Everything We’ve Been Told About Perimenopause Is Wrong

Every time I—or another colleague—post about perimenopause, the comments from women are what stay with me.

They’re heartbreaking.

Women are regularly told things like:

  • “You can’t be in perimenopause if you’re only 40.”

  • “We can’t treat perimenopause if you’re still having periods.”

  • “If you’re not having hot flashes, it’s not perimenopause.”

And yet these women know something has changed. They don’t feel like themselves anymore.

Because of the lack of training and education around perimenopause, so many women’s experiences are dismissed. They leave appointments questioning their own reality. Feeling dramatic. Feeling crazy.

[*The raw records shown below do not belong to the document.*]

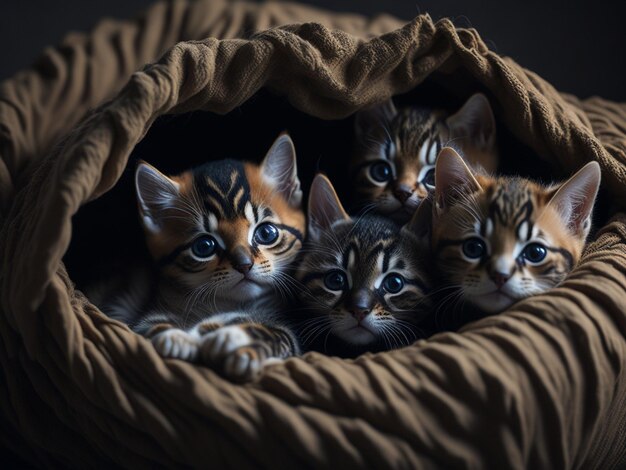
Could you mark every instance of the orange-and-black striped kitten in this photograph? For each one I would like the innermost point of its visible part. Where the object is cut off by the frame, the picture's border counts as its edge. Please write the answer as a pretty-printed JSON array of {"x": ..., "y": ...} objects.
[
  {"x": 393, "y": 167},
  {"x": 497, "y": 240},
  {"x": 364, "y": 287},
  {"x": 222, "y": 235}
]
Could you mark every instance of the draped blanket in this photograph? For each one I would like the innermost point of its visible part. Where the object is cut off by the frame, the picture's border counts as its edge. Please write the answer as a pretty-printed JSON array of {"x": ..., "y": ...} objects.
[{"x": 542, "y": 385}]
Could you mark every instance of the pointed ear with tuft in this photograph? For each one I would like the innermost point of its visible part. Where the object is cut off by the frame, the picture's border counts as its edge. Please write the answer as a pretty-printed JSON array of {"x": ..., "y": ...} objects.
[
  {"x": 324, "y": 206},
  {"x": 453, "y": 180},
  {"x": 155, "y": 193},
  {"x": 575, "y": 198},
  {"x": 279, "y": 169},
  {"x": 475, "y": 122},
  {"x": 369, "y": 121},
  {"x": 421, "y": 222}
]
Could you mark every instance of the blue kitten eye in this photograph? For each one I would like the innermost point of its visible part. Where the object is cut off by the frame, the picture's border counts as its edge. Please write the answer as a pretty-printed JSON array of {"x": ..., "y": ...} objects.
[
  {"x": 203, "y": 247},
  {"x": 535, "y": 252},
  {"x": 266, "y": 234},
  {"x": 393, "y": 283},
  {"x": 335, "y": 280},
  {"x": 429, "y": 178},
  {"x": 474, "y": 248},
  {"x": 380, "y": 172}
]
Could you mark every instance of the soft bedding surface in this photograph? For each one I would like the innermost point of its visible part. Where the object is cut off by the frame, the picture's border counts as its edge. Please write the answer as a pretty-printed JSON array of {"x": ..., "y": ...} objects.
[{"x": 540, "y": 386}]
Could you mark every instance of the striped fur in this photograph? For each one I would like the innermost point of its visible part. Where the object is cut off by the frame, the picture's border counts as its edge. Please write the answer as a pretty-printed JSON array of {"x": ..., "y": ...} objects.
[
  {"x": 393, "y": 166},
  {"x": 497, "y": 240},
  {"x": 219, "y": 289},
  {"x": 362, "y": 315}
]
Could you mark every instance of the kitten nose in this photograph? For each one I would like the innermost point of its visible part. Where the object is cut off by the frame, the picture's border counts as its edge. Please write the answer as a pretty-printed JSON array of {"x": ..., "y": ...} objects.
[
  {"x": 402, "y": 192},
  {"x": 360, "y": 304},
  {"x": 499, "y": 278},
  {"x": 359, "y": 313},
  {"x": 241, "y": 260}
]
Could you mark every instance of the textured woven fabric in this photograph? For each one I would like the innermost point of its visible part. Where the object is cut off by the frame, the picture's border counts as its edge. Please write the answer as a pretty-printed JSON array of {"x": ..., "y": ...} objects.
[{"x": 540, "y": 386}]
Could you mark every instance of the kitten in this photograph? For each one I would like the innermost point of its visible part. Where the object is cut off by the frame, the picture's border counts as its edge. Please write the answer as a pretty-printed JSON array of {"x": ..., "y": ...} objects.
[
  {"x": 499, "y": 240},
  {"x": 364, "y": 288},
  {"x": 393, "y": 167},
  {"x": 222, "y": 236}
]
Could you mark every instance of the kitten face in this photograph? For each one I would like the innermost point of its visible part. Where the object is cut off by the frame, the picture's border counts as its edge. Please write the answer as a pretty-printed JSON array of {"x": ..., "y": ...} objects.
[
  {"x": 362, "y": 280},
  {"x": 503, "y": 239},
  {"x": 394, "y": 165},
  {"x": 227, "y": 228}
]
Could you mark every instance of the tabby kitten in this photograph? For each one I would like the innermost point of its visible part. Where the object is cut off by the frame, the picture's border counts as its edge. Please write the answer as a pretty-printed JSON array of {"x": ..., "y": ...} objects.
[
  {"x": 393, "y": 167},
  {"x": 499, "y": 240},
  {"x": 221, "y": 235},
  {"x": 364, "y": 288}
]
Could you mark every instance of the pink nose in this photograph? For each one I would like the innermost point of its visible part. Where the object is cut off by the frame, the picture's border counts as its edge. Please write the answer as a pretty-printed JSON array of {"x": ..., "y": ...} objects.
[
  {"x": 243, "y": 268},
  {"x": 359, "y": 313},
  {"x": 499, "y": 278},
  {"x": 402, "y": 193}
]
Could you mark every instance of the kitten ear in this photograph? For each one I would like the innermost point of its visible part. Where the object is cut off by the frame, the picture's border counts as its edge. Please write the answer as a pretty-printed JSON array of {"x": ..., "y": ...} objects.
[
  {"x": 575, "y": 198},
  {"x": 279, "y": 169},
  {"x": 421, "y": 222},
  {"x": 324, "y": 206},
  {"x": 155, "y": 193},
  {"x": 453, "y": 179},
  {"x": 369, "y": 120},
  {"x": 475, "y": 121}
]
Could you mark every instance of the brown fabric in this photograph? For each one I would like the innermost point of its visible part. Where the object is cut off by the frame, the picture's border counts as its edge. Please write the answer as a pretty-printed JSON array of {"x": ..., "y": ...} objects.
[{"x": 542, "y": 386}]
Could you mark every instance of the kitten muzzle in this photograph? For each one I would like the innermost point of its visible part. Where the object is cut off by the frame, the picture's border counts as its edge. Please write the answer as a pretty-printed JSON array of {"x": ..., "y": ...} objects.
[
  {"x": 241, "y": 260},
  {"x": 360, "y": 304},
  {"x": 499, "y": 278}
]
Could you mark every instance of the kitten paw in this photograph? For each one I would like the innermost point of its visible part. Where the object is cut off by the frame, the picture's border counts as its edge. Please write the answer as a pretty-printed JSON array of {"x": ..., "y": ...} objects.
[
  {"x": 245, "y": 364},
  {"x": 217, "y": 344},
  {"x": 176, "y": 344}
]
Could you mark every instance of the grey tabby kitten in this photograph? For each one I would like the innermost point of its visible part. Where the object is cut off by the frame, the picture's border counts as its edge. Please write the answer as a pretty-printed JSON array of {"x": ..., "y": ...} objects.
[
  {"x": 393, "y": 167},
  {"x": 364, "y": 283},
  {"x": 221, "y": 236}
]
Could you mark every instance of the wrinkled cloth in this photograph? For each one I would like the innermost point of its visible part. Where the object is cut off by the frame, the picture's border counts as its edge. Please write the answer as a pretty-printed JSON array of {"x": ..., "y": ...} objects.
[{"x": 540, "y": 386}]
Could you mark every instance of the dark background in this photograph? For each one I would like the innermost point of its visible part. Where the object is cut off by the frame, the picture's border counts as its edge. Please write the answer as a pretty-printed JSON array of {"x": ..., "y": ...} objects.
[{"x": 579, "y": 46}]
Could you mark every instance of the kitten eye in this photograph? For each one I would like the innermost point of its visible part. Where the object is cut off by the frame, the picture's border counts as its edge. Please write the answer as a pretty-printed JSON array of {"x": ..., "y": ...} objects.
[
  {"x": 203, "y": 247},
  {"x": 335, "y": 280},
  {"x": 429, "y": 178},
  {"x": 474, "y": 248},
  {"x": 535, "y": 252},
  {"x": 380, "y": 172},
  {"x": 393, "y": 283},
  {"x": 266, "y": 234}
]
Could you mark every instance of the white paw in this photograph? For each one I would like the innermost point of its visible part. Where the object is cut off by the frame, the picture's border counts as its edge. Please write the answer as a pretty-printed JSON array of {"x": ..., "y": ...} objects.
[
  {"x": 177, "y": 344},
  {"x": 219, "y": 343},
  {"x": 242, "y": 365}
]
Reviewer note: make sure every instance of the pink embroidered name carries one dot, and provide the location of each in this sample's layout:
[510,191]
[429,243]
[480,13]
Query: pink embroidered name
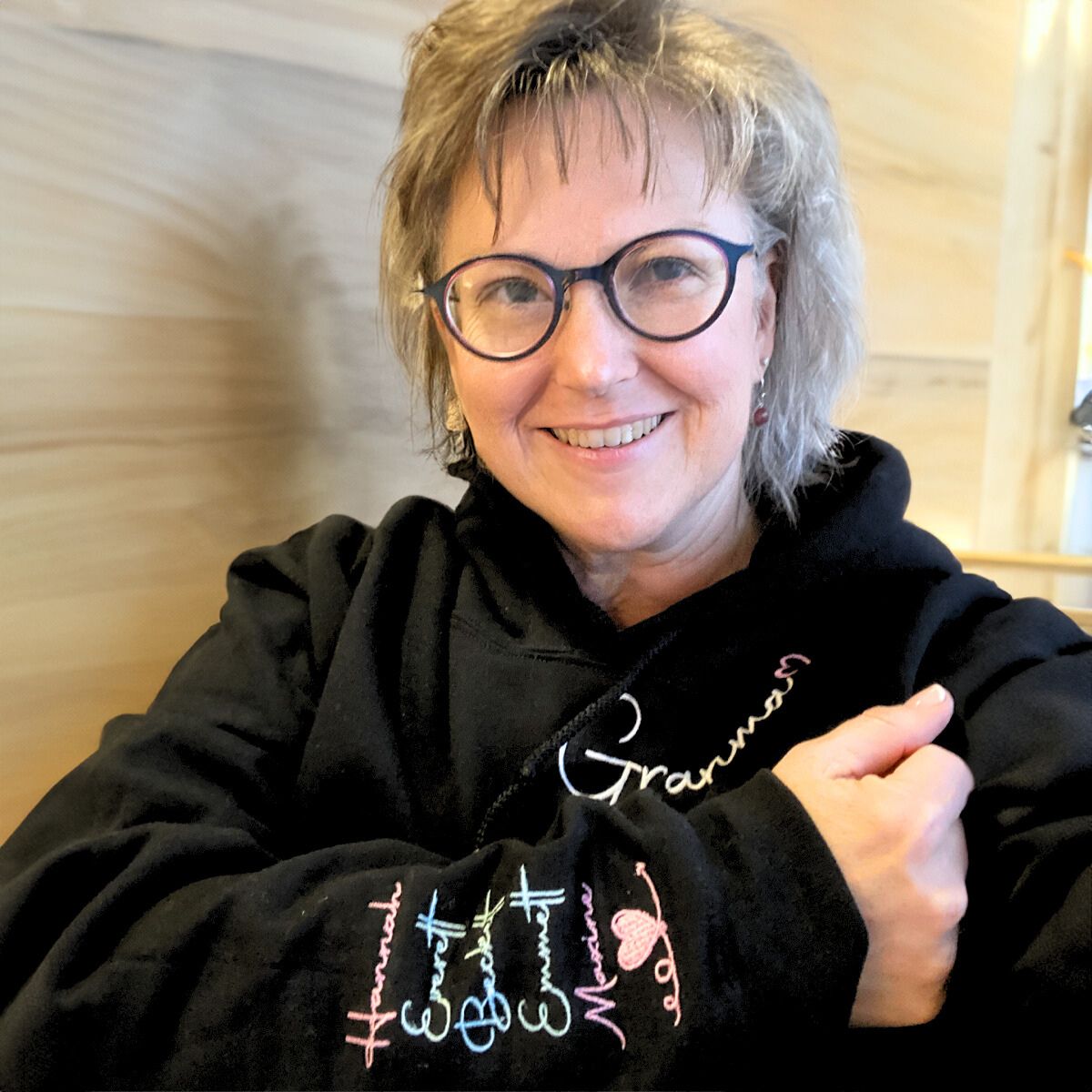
[638,933]
[442,933]
[682,780]
[374,1018]
[592,996]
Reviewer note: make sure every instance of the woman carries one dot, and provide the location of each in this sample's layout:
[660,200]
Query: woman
[572,786]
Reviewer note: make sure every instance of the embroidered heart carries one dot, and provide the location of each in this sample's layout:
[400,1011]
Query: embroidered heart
[638,933]
[784,672]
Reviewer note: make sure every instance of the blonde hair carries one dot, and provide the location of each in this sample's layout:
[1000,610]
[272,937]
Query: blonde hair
[767,134]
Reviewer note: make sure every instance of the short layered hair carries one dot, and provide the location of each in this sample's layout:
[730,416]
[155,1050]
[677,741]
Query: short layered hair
[768,137]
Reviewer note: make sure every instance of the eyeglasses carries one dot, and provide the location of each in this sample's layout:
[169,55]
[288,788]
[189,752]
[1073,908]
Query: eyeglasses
[666,287]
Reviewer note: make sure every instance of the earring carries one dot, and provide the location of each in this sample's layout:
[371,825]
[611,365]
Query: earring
[762,415]
[453,420]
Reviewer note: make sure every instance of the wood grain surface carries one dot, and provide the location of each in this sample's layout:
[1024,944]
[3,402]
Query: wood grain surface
[191,356]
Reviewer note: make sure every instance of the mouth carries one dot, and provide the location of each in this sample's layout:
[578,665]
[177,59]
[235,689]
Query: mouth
[616,437]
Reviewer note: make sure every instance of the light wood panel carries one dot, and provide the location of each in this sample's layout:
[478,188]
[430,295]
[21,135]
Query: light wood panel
[1031,449]
[188,332]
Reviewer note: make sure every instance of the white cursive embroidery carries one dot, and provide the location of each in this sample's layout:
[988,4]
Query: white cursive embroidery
[675,784]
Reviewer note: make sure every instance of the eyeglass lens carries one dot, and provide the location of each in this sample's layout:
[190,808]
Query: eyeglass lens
[664,288]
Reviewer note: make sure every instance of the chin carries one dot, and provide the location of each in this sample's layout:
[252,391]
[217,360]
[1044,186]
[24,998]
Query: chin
[606,534]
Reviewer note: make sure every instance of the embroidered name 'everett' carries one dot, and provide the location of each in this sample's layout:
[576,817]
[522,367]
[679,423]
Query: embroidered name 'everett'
[443,933]
[682,780]
[374,1018]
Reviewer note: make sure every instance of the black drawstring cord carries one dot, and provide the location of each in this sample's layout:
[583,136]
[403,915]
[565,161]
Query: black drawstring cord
[533,763]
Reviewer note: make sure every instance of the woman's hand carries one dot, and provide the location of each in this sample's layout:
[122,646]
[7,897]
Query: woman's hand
[887,802]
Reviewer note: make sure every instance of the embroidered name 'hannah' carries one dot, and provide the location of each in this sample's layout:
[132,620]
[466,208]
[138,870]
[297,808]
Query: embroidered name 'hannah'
[442,933]
[490,1014]
[638,933]
[675,784]
[541,901]
[594,996]
[374,1018]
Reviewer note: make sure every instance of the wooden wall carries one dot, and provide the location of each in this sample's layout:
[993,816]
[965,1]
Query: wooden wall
[188,333]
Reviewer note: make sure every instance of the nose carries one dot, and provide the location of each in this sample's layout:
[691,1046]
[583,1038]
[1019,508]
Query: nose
[591,349]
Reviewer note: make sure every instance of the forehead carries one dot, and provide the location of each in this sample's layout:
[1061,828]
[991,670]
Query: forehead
[611,186]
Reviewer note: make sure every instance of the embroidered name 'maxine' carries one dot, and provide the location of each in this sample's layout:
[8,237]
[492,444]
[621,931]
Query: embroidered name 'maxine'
[683,780]
[374,1018]
[595,997]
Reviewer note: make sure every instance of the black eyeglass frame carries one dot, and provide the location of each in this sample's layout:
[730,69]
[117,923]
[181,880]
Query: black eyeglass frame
[603,273]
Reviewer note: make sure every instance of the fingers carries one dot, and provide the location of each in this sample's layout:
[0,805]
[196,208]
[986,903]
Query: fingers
[938,775]
[882,737]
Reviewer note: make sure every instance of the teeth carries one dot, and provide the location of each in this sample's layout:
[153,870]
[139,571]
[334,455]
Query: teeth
[617,437]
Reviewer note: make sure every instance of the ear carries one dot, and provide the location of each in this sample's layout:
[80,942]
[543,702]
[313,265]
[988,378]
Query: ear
[769,271]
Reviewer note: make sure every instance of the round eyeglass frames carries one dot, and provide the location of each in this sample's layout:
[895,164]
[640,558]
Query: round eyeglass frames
[665,287]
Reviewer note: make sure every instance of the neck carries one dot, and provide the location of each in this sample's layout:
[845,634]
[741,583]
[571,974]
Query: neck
[633,585]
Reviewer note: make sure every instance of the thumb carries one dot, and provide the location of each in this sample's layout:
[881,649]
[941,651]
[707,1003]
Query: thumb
[878,740]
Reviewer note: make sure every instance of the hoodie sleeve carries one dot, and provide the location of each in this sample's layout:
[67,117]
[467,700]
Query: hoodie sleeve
[161,925]
[1021,672]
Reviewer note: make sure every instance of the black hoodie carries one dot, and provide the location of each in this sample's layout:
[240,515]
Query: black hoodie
[418,814]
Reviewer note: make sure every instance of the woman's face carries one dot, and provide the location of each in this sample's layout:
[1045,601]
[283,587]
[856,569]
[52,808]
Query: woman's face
[681,485]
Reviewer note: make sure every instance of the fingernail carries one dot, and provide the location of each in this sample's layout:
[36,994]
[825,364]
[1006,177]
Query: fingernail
[931,696]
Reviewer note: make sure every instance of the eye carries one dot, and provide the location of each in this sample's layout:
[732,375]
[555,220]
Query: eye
[511,292]
[662,270]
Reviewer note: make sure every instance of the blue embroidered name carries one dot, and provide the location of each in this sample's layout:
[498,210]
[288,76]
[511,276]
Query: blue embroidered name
[442,933]
[541,901]
[481,1018]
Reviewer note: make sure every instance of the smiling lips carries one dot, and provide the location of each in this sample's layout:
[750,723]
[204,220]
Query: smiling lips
[616,437]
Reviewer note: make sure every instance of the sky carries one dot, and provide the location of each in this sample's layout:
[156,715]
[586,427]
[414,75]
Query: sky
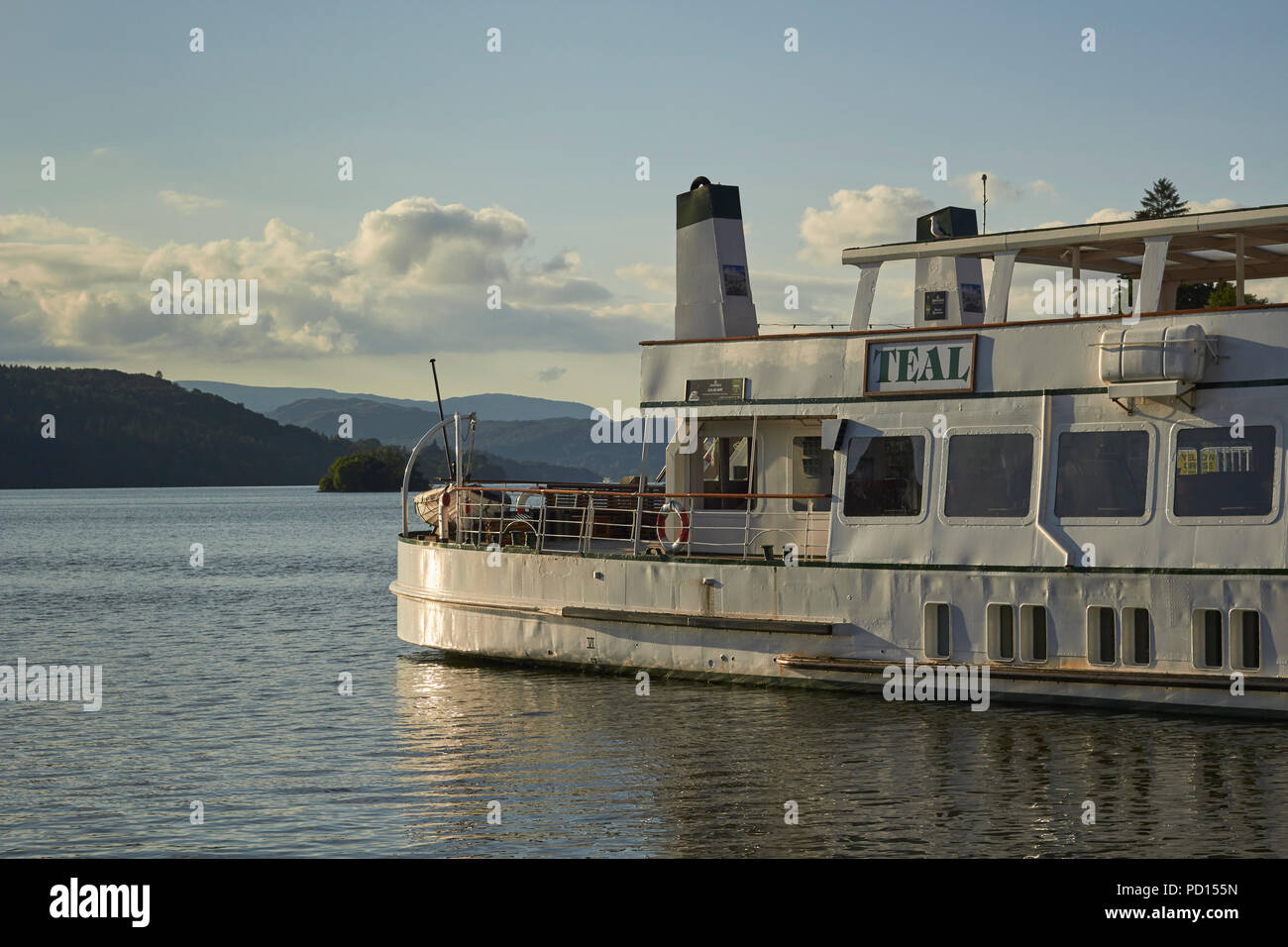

Feeling gaslit.

The truth is this:
Perimenopause starts long before periods become irregular.

It shows up in quieter, sneakier ways—hair thinning, crushing anxiety that seems to appear overnight, foot or joint pain that won’t go away, rage that feels unfamiliar, weight settling in places it never used to, sleep that suddenly disappears.

These changes are not in your head.

To clinicians: believe women when they tell you something feels different.

The lack of education around perimenopause—for both clinicians and women—is equal parts ridiculous and infuriating. It’s enough to make you cry… and we all know how easily tears can flow in this season.

Thankfully, there is a shift happening. Women are laughing, learning, and finally talking about what’s really going on—because they have to. The traditional medical system simply isn’t set up to support this phase of life in a meaningful way. That gap is exactly why Not Young exists. We’re here to be an alternative to dismissal, confusion, and “just deal with it.” To give women language, tools, and real support in a season that has been ignored for far too long. We refuse to let perimenopause stay invisible.

 



What Is Perimenopause?

Perimenopause literally means “around the pause of monthly cycles,” and for most women it begins in the late 30s to mid-40s. It’s the phase when estrogen and progesterone begin fluctuating and declining as the body prepares for menopause.

Yes, it marks the beginning of the end of fertility—but it’s so much more than that.

Estrogen touches nearly every system in the body. When it starts changing, everything can feel off: mood, sleep, metabolism, cognition, joints, skin, hair, energy. This is a critical window to build habits and support that will carry women into the next phase of life—through nutrition, movement, stress support, and nutritional supplements that align with this stage of life. 

 



Why Is Perimenopause So Hard to Diagnose?

First, because most clinicians receive shockingly little training on menopause—often just a few hours in their entire education.

Second, perimenopause is a clinical diagnosis. There is no single test. Doctors are meant to listen for patterns and checklists of symptoms. But here’s the catch: everyone’s list looks different.

For one woman it’s brain fog and migraines.
For another it’s insomnia and sudden belly weight.
For another it’s anxiety, rage, or loss of libido.

Instead of these being connected as one hormonal transition, women are often given an anxiety prescription, a sleep aid, or an antidepressant and sent on their way.

Meanwhile, the fallout is real.

Divorce rates peak in midlife, with the highest rates among couples ages 45–54.
And in the U.S., women between 45 and 64 have experienced one of the fastest-rising suicide rates over the past two decades.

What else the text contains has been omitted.